The central message is that the optimal soft value function provides a “backward message” summarizing future conditioning information relevant to sampling at time $t$.

Stochastic Optimal Control

Remarkably, the gradient of the soft value function can also be shown to provide the optimal drift for a controlled diffusion process guiding samples to the endpoint target distribution.
To build up to this connection, we note that in the continuous-time limit, the KL divergence in \eqref{eq:elbo} is finite only for path measures or SDEs of the form

\[\begin{align} Q^{u}: \quad d\mathbf{x}_t = \left( b_t^{\text{ref}}(\mathbf{x}_t ) + u_t(\mathbf{x}_t ) \right) dt + \sigma_t dW_t, \label{eq:csde} \end{align}\]

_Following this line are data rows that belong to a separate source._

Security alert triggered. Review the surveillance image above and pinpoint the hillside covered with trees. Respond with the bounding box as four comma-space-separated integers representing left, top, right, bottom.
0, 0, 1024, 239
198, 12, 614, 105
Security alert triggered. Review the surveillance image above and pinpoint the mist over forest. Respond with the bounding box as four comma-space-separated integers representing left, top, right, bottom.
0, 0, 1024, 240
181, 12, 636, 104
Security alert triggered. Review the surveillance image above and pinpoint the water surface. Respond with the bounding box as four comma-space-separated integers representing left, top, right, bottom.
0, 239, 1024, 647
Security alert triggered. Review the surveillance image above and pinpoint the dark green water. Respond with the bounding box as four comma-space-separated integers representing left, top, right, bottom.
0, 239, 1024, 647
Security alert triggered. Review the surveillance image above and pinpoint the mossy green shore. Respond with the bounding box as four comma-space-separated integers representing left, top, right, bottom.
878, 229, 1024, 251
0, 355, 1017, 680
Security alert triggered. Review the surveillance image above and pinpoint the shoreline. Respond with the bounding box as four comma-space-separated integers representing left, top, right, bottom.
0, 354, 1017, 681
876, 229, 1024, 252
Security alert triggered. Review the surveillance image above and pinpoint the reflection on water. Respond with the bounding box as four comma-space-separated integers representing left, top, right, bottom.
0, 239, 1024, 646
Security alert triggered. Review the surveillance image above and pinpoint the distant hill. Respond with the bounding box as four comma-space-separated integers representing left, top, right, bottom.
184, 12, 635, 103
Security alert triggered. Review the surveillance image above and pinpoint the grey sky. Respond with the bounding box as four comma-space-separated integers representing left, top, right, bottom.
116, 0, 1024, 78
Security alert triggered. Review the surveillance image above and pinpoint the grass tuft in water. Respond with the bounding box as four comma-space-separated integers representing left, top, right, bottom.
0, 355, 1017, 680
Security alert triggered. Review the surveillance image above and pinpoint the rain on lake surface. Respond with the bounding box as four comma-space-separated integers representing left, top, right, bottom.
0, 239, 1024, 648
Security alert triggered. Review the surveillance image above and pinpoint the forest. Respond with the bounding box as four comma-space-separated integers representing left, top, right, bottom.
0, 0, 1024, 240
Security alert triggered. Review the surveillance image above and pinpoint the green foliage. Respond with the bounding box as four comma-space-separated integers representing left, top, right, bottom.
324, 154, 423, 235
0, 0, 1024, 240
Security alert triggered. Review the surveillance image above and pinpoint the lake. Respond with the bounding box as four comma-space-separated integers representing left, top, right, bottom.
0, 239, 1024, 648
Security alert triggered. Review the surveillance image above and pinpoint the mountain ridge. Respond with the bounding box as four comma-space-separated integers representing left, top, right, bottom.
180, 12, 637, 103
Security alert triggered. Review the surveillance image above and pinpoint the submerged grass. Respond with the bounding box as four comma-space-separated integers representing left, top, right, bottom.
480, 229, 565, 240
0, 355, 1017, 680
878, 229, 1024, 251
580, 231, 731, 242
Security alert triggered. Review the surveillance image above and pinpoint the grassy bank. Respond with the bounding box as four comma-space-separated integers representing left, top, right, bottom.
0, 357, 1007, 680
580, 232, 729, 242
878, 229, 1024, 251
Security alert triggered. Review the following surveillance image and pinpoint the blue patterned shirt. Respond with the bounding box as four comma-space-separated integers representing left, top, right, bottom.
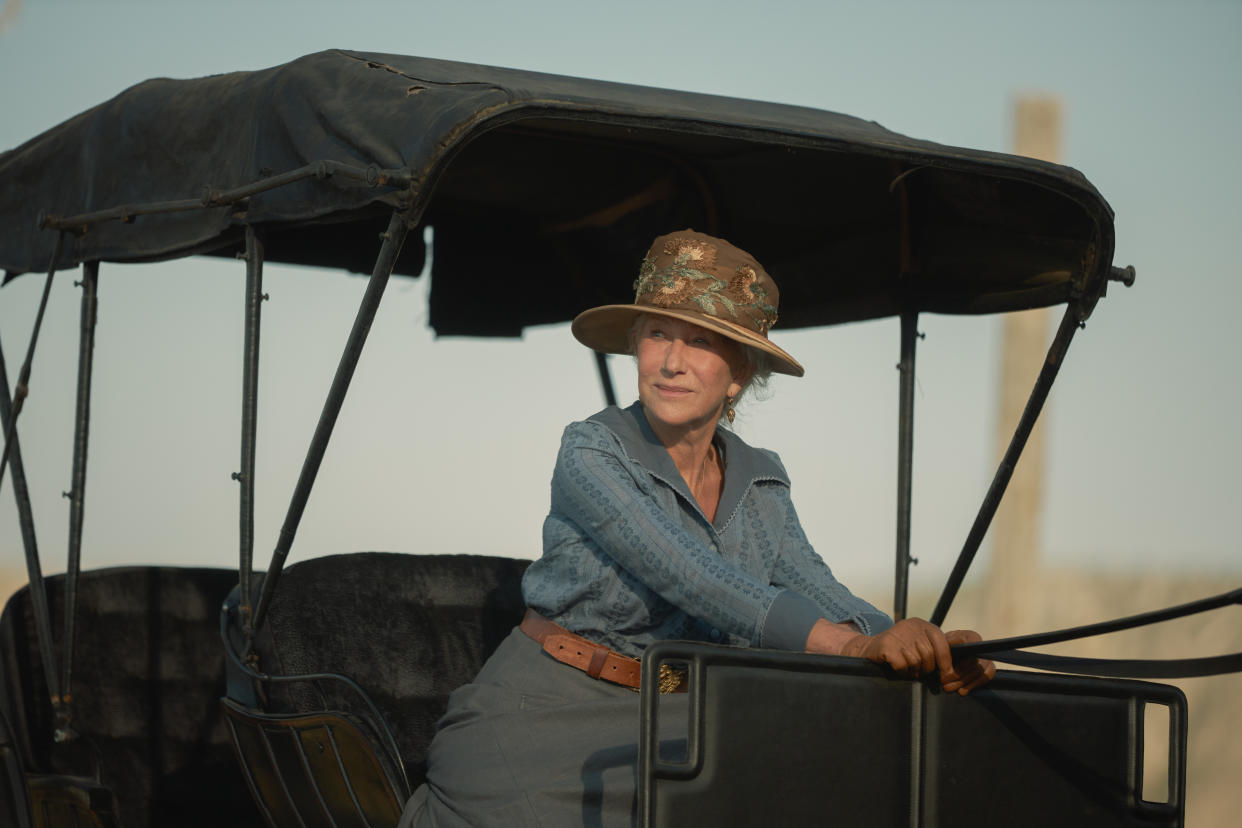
522, 402, 892, 657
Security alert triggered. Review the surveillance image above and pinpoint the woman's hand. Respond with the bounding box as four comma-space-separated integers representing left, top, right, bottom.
940, 629, 996, 695
807, 618, 996, 695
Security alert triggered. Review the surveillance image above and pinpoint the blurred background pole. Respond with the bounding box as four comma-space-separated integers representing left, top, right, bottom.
984, 94, 1061, 636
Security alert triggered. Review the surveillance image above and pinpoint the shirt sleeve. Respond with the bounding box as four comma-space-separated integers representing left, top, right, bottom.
766, 485, 893, 636
551, 426, 820, 650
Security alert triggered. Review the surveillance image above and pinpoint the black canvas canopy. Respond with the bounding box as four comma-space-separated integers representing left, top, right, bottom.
0, 51, 1113, 335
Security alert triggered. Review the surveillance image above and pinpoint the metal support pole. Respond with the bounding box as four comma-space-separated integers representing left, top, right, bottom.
932, 299, 1086, 626
60, 262, 99, 734
893, 310, 919, 621
595, 351, 617, 406
0, 233, 65, 709
233, 225, 265, 639
0, 233, 65, 484
253, 212, 410, 631
0, 332, 61, 703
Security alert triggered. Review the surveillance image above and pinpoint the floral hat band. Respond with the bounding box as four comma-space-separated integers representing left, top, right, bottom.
573, 230, 804, 376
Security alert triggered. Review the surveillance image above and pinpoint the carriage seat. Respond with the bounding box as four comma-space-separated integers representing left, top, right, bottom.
222, 552, 529, 826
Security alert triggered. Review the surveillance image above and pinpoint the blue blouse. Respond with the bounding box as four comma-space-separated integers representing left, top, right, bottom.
522, 402, 892, 657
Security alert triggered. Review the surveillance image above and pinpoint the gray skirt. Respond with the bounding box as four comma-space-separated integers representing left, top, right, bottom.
399, 629, 687, 828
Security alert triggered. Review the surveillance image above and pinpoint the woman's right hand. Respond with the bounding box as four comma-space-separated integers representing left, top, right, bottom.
841, 618, 956, 679
806, 618, 996, 695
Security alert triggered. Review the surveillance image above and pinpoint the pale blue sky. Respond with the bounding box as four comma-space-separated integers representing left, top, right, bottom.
0, 0, 1242, 612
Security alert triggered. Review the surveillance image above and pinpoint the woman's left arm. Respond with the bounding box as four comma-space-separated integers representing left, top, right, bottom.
771, 487, 996, 695
756, 484, 893, 634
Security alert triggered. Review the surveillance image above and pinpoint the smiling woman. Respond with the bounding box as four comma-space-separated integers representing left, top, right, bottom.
401, 230, 995, 828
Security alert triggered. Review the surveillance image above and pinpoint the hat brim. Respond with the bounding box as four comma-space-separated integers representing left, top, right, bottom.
570, 304, 806, 376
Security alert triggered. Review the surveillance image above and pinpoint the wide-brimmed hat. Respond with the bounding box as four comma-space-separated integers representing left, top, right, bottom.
571, 230, 805, 376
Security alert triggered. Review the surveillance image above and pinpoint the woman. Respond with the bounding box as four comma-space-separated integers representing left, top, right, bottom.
402, 230, 995, 827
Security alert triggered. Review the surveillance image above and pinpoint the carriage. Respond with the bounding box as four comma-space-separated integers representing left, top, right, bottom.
0, 51, 1240, 828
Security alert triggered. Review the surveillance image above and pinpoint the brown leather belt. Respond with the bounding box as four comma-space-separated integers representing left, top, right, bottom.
519, 608, 642, 690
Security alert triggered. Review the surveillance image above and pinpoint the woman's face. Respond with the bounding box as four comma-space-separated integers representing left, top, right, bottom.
635, 315, 746, 430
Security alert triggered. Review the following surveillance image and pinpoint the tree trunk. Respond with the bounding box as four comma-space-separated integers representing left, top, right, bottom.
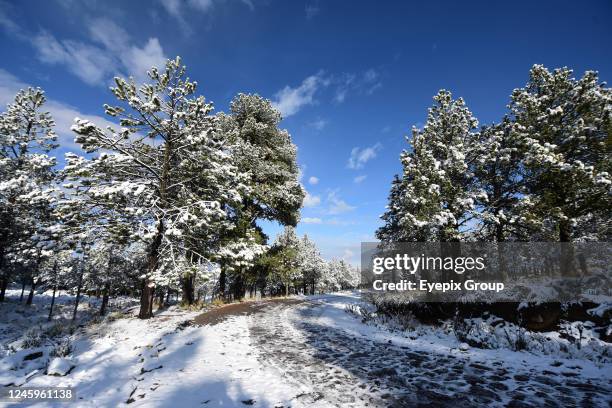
157, 288, 169, 310
100, 282, 110, 316
19, 278, 25, 302
138, 279, 155, 319
26, 278, 36, 306
181, 274, 194, 306
559, 220, 576, 276
138, 221, 164, 319
72, 265, 84, 322
219, 269, 227, 299
47, 285, 57, 321
0, 275, 8, 302
0, 246, 9, 302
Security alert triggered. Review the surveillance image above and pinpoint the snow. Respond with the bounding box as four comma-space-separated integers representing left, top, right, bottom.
0, 291, 612, 407
47, 357, 74, 376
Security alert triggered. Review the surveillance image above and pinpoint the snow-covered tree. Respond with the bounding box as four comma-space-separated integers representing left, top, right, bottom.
510, 65, 612, 242
297, 235, 325, 294
379, 90, 481, 241
219, 94, 304, 297
473, 117, 540, 242
0, 88, 57, 301
68, 57, 244, 318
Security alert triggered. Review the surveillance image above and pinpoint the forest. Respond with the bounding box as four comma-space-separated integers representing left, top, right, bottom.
0, 57, 359, 320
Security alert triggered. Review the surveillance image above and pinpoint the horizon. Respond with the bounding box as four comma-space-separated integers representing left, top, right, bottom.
0, 0, 612, 264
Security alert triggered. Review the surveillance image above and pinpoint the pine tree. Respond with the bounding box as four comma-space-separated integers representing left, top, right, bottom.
510, 65, 612, 242
0, 88, 57, 301
72, 57, 243, 318
219, 94, 304, 297
379, 90, 478, 242
474, 117, 540, 242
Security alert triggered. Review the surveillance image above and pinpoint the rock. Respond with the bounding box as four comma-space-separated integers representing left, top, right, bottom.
47, 357, 74, 376
370, 368, 397, 378
23, 351, 43, 361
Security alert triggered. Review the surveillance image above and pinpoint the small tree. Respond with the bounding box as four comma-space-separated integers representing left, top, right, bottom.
0, 88, 57, 302
72, 57, 243, 319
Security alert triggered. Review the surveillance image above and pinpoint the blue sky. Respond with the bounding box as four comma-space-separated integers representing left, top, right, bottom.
0, 0, 612, 262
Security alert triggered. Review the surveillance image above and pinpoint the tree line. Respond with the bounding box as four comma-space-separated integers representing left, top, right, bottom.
0, 57, 356, 318
376, 65, 612, 262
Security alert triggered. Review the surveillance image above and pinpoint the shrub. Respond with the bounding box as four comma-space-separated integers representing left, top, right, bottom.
21, 327, 45, 349
51, 337, 73, 357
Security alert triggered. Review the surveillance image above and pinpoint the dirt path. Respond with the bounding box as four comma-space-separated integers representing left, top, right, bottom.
196, 300, 612, 407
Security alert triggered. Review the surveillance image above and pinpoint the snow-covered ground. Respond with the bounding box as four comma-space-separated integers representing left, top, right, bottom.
0, 293, 612, 407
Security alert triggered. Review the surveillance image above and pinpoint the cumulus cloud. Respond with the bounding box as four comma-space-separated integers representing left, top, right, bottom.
159, 0, 255, 36
272, 72, 329, 118
327, 191, 356, 215
347, 143, 382, 170
26, 18, 167, 85
301, 217, 323, 224
334, 68, 382, 103
32, 32, 116, 85
304, 4, 321, 20
304, 191, 321, 207
0, 68, 115, 152
353, 174, 368, 184
309, 118, 328, 131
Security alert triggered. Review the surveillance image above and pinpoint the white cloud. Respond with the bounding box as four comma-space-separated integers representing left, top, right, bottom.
0, 68, 116, 152
32, 32, 116, 85
304, 191, 321, 207
304, 4, 321, 20
159, 0, 255, 36
347, 143, 382, 170
334, 68, 382, 103
301, 217, 323, 224
342, 248, 355, 262
273, 72, 329, 118
309, 118, 329, 131
0, 1, 22, 36
31, 18, 167, 85
327, 191, 356, 215
187, 0, 213, 13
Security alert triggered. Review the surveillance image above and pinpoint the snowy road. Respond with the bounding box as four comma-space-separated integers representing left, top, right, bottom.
240, 296, 612, 407
7, 294, 612, 408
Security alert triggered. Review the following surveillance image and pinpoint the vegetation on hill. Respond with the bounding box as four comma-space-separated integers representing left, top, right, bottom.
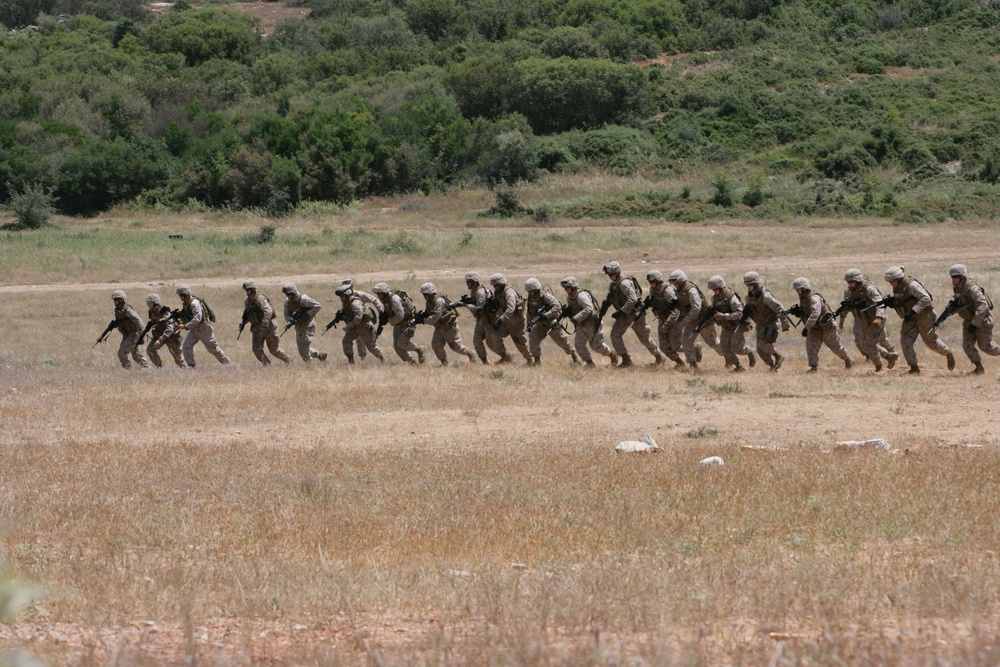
0, 0, 1000, 221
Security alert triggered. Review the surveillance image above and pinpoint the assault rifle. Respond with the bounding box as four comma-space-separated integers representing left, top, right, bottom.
694, 306, 715, 333
90, 319, 118, 350
861, 294, 896, 313
931, 297, 962, 331
278, 306, 308, 338
326, 310, 344, 336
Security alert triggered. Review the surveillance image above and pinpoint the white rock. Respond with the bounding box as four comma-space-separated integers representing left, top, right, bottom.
615, 433, 660, 454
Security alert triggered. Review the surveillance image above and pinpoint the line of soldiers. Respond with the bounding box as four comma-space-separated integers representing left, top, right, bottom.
95, 261, 1000, 374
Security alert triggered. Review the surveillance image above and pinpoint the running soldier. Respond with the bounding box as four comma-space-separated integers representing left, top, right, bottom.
708, 276, 757, 373
948, 264, 1000, 375
146, 294, 187, 368
643, 269, 684, 370
111, 290, 149, 369
177, 285, 229, 368
559, 276, 618, 367
372, 283, 426, 364
601, 261, 667, 368
416, 283, 476, 366
885, 266, 955, 375
240, 280, 291, 366
792, 278, 854, 373
336, 285, 385, 364
743, 271, 792, 371
837, 269, 899, 373
667, 269, 722, 371
490, 273, 532, 366
524, 278, 580, 366
281, 283, 326, 364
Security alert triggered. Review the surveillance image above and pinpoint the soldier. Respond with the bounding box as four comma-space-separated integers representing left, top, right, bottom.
743, 271, 792, 371
708, 276, 757, 373
488, 273, 532, 365
559, 276, 618, 367
340, 278, 386, 361
667, 269, 722, 371
642, 269, 684, 370
336, 285, 385, 364
948, 264, 1000, 375
146, 294, 187, 368
837, 269, 899, 373
281, 283, 326, 364
416, 283, 474, 366
372, 283, 426, 364
177, 285, 229, 368
601, 261, 667, 368
111, 290, 149, 369
240, 280, 291, 366
462, 271, 496, 364
885, 266, 955, 375
792, 278, 854, 373
524, 278, 580, 366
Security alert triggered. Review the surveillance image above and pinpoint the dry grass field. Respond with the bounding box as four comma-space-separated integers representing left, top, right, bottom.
0, 183, 1000, 665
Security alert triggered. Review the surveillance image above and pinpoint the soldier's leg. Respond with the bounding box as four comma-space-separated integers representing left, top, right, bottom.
181, 330, 198, 368
250, 327, 271, 366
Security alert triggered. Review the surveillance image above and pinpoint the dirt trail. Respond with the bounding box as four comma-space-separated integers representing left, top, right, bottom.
0, 247, 988, 294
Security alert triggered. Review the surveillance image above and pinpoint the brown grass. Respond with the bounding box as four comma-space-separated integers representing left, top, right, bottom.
0, 209, 1000, 665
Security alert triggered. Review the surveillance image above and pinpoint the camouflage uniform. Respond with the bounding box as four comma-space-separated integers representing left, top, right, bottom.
281, 284, 326, 363
337, 285, 385, 364
112, 291, 149, 368
950, 264, 1000, 375
146, 294, 187, 368
420, 283, 476, 366
525, 278, 580, 364
743, 271, 791, 371
604, 262, 666, 366
708, 276, 757, 373
792, 278, 854, 372
560, 276, 618, 366
243, 283, 291, 366
177, 285, 229, 368
885, 266, 955, 373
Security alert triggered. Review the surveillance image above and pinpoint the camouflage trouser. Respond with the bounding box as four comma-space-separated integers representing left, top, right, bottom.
656, 320, 683, 364
146, 333, 187, 368
806, 322, 850, 368
573, 317, 611, 363
899, 308, 951, 366
431, 322, 473, 364
392, 321, 420, 363
673, 320, 725, 364
611, 310, 663, 360
250, 320, 291, 366
344, 322, 385, 361
486, 313, 531, 361
757, 324, 778, 368
181, 323, 229, 368
118, 332, 149, 368
962, 314, 1000, 364
295, 319, 320, 363
528, 320, 574, 357
719, 323, 750, 366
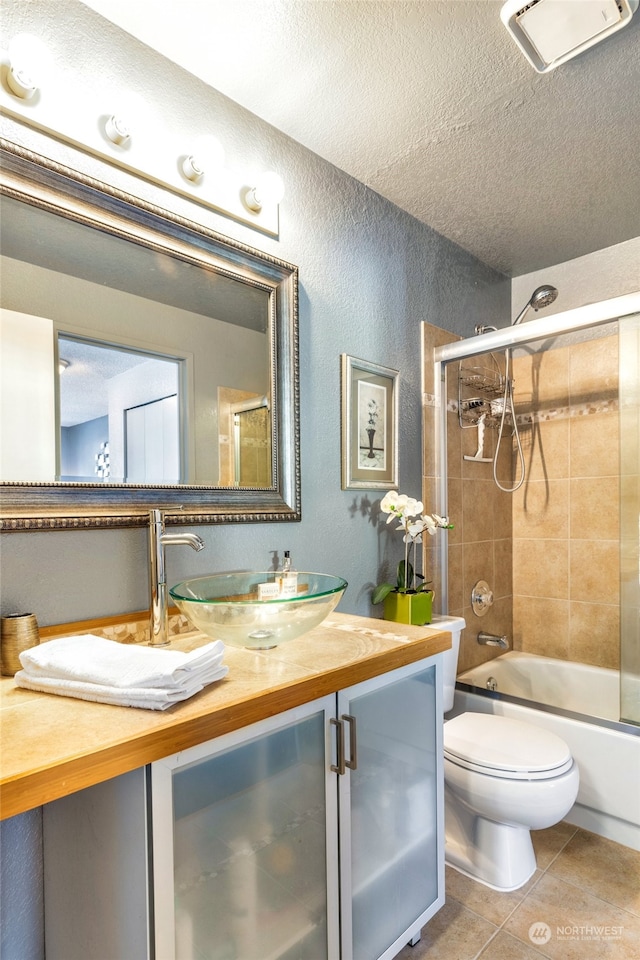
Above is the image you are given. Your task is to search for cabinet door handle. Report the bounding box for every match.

where $u_t$ satisfies mild regularity condtiions. In this case, the KL divergence can be written as the time-integral of the norm of $u_t$ using the Girsanov theorem, and we can recognize the negative of the ELBO in \eqref{eq:elbo} as a stochastic optimal control problem

\[\begin{align} - V^\mathbf{y}_{0}(\mathbf{x}_{0}) = \min \limits_{Q^u(\mathbf{x}_{(0,T]}|\mathbf{x}_{0})} ~ \mathbb{E}_{Q^u(\mathbf{x}_{0:T})}\Big[ - \log p(\mathbf{y}\vert \mathbf{x}_{T}) + \int_{0}^T \frac{1}{2\sigma_t^2}\|u_t(\mathbf{x}_t)\|^2 dt \Big] \label{eq:soc} \end{align}\]

subject to $Q^u$ having the form of \eqref{eq:csde}. Using variational calculus, See Sec. 2 and Appendix for accessible derivations. one can show that the solution takes the form

$\begin{align} u_t(\mathbf{x}_t) = \sigma_t^2 \nabla_{\mathbf{x}_t} V^{\mathbf{y}}_t(\mathbf{x}_t) = \sigma_t^2 \nabla_{\mathbf{x}_t} \log p^*(\mathbf{y}|\mathbf{x}_t) \label{eq:soft_value_drift} \end{align}$

Using the probabilistic view of the value functions in \eqref{eq:int_value}-\eqref{eq:cond_lkd}, observe that the exponentiated value functions are related via expectations under the reference process

\[\begin{align} \exp\{ V^{\mathbf{y}}_t(\mathbf{x}_t) \} = \mathbb{E}_{p^{\text{ref}}(\mathbf{x}_{t+s} \vert\mathbf{x}_{t})}\left[ \exp\{ V^{\mathbf{y}}_{t+s}(\mathbf{x}_{t+s}) \} \right] \label{eq:value_martingale} \end{align}\]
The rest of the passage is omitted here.